7.3 Application for FT-1000 CPU

FT-1000 CPU is a key component in TH-1A supercomputer system [40]. It adopts the parallel system on chip multi-core architecture. Eight multi-thread cores, each with a private cache hierarchy (L1 Cache), are integrated on the chip. The eight cores share a large capacity multi-bank L2 Cache, and communication between cores is achieved through Cache Crossbar. Cache Ordering Unit (COU) is responsible for cache coherence and memory ordering. L2 Cache can access the off-chip high speed DDR3 DRAM via memory controller units (MCU). The inter-chip direct connect interface supports cache coherence packet and large block data transfer packet, and can be used for connecting 2–4 processors directly to build large scale tightly-coupled shared-memory systems. This chip provides efficient I/O access by integrated PCIE 2.0 standard interface. Figure 12 illustrates the architecture of FT-1000 CPU.

Fig. 12
figure 12

Architecture of FT-1000 CPU

In FT-1000 based SMP systems, a two-level hierarchical coherence protocol is designed to provide the coherent view of shared data items for programmers. The first level is the chip-level protocol used to keep multiple copies of the data among eight L1 caches consistent. The second level is the inter-chip protocol, used to maintain the L2 caches coherence among different chips. Both levels of this protocol are based on the standard three-state (unowned, shared, exclusive) invalidation-based directory-based cache coherence protocol with some extensions. This hierarchical protocol is more complicated, with more corner cases and bigger state space than non-hierarchical protocols, as we can see, it has eight instances of chip-level protocol and at most four instances of inter-chip protocol running concurrently. So it seems obvious that such hierarchical protocols cannot be checked by current model checkers, e.g., Murphi, NuSMV. During the development of FT-1000 CPU, we applied TDA to reduce the state space of chip-level protocol, and checked several safety properties using NuSMV. Then, FT-1000 CPU is regarded as a single-core processor and the verification of the inter-chip protocol is simplified.
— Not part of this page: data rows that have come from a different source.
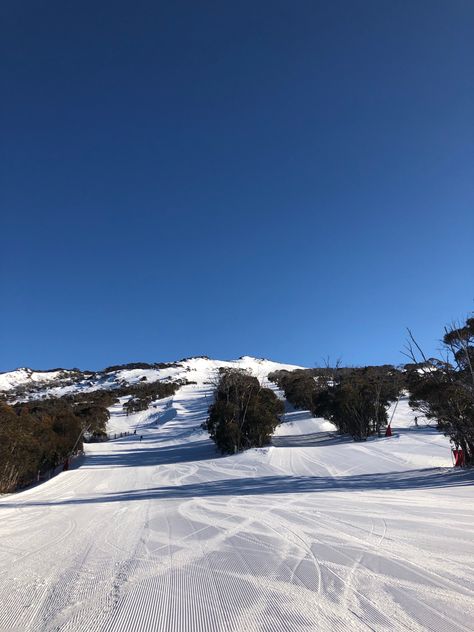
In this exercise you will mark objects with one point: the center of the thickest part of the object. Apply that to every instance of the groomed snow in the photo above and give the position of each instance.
(312, 533)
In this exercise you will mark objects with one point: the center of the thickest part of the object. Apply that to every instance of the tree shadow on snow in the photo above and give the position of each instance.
(390, 481)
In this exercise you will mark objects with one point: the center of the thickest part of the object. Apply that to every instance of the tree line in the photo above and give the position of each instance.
(443, 388)
(354, 399)
(37, 436)
(244, 414)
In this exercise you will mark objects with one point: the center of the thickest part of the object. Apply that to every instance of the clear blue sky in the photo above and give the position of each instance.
(282, 179)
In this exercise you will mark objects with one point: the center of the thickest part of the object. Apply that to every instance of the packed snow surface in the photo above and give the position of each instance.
(313, 533)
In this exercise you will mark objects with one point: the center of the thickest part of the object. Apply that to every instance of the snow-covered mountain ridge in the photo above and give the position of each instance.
(155, 531)
(59, 382)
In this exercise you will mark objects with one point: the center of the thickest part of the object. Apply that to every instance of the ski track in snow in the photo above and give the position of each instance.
(313, 533)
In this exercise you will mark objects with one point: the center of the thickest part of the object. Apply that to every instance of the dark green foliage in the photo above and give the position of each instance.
(357, 401)
(354, 399)
(244, 415)
(35, 437)
(444, 389)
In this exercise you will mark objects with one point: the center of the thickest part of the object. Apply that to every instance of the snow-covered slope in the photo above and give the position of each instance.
(312, 533)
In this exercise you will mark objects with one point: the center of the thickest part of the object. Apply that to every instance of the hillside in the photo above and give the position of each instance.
(156, 531)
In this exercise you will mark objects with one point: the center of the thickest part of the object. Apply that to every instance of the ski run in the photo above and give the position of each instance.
(314, 532)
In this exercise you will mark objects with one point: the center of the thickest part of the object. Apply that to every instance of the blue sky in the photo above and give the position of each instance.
(291, 180)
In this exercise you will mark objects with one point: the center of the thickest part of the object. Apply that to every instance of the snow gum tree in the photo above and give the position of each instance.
(443, 389)
(244, 414)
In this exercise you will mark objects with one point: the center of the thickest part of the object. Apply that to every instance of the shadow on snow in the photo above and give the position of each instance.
(390, 481)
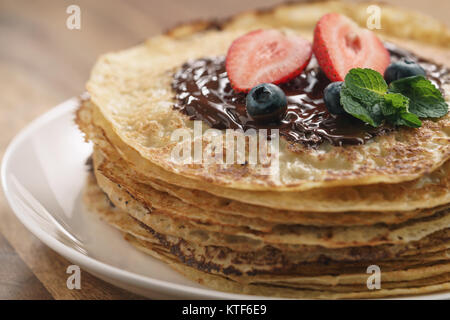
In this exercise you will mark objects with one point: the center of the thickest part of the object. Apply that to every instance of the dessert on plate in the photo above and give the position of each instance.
(356, 144)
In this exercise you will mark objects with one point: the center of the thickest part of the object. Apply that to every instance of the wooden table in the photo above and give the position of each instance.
(42, 63)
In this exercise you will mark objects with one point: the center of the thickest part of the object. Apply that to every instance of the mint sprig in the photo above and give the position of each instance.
(366, 96)
(426, 100)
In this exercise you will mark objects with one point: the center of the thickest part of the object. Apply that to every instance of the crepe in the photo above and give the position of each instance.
(311, 227)
(429, 191)
(417, 273)
(131, 91)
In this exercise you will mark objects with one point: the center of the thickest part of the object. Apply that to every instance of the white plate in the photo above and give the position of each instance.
(43, 173)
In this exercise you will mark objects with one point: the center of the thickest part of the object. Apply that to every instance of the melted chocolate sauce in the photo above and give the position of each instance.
(204, 93)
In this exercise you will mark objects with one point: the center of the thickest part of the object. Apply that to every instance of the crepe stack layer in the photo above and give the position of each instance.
(312, 228)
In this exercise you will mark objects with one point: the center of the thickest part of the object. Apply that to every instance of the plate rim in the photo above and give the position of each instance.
(103, 268)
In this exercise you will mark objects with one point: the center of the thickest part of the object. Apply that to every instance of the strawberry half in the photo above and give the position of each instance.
(340, 45)
(266, 56)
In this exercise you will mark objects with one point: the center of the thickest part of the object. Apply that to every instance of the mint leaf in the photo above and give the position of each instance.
(395, 109)
(425, 100)
(408, 119)
(366, 85)
(356, 108)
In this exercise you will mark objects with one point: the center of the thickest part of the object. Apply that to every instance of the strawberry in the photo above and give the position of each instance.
(340, 45)
(266, 56)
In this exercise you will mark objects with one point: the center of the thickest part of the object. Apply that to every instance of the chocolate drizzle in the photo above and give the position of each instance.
(203, 92)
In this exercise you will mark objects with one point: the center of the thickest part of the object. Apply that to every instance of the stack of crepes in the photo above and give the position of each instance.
(309, 231)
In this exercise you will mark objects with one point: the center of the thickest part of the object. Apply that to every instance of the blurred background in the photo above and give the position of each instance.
(43, 63)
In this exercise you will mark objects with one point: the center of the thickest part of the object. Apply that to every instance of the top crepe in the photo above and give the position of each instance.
(132, 93)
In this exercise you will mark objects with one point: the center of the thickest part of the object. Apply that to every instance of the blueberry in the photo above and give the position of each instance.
(332, 97)
(402, 69)
(266, 103)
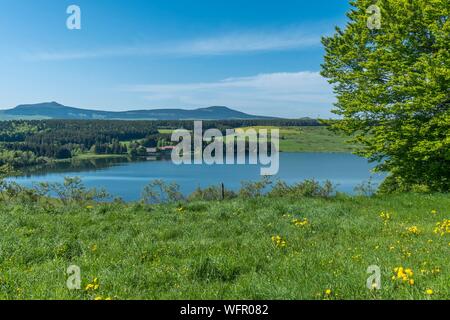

We claimed the correctness of the original protocol by verifying the second level protocol. Some chip-level experimental results are given in Table 2, where UNS1 and UNS2 are the same as those of Synapse N+1.

Table 2 Experimental results of FT-1000 chip-level protocol

8 Conclusions

The verification of cache coherence in general is known to be NP-hard. In the age of exascale computing, scalability is emerging as one of the key components in parallel computing [41]. Scalable multi-core multi-processor architectures are inevitable. More and more complex processes and unbounded system parameter result in the state explosion during the verification of parameterized cache coherence protocols. A generic abstraction method for parameterized systems, two-dimensional abstraction (TDA), has been put forward in this paper. The novelty of our approach lies in that it analyzes in depth the intrinsic factors affecting the size of state space, and reduces the state space in two dimensions, thus a much smaller abstract model is produced. Compared with traditional approaches, our approach can effectively reduce the verification complexity and greatly scale the verification capabilities. We give complete soundness and completeness proofs for our method. We have demonstrated the benefits of our approach on several coherence protocols with realistic features.

Our future work is to integrate TDA with model-checking tools and check the advanced cache coherence protocol hierarchically organized for a next generation supercomputer. We also plan to investigate combining TDA with CMP method in the future.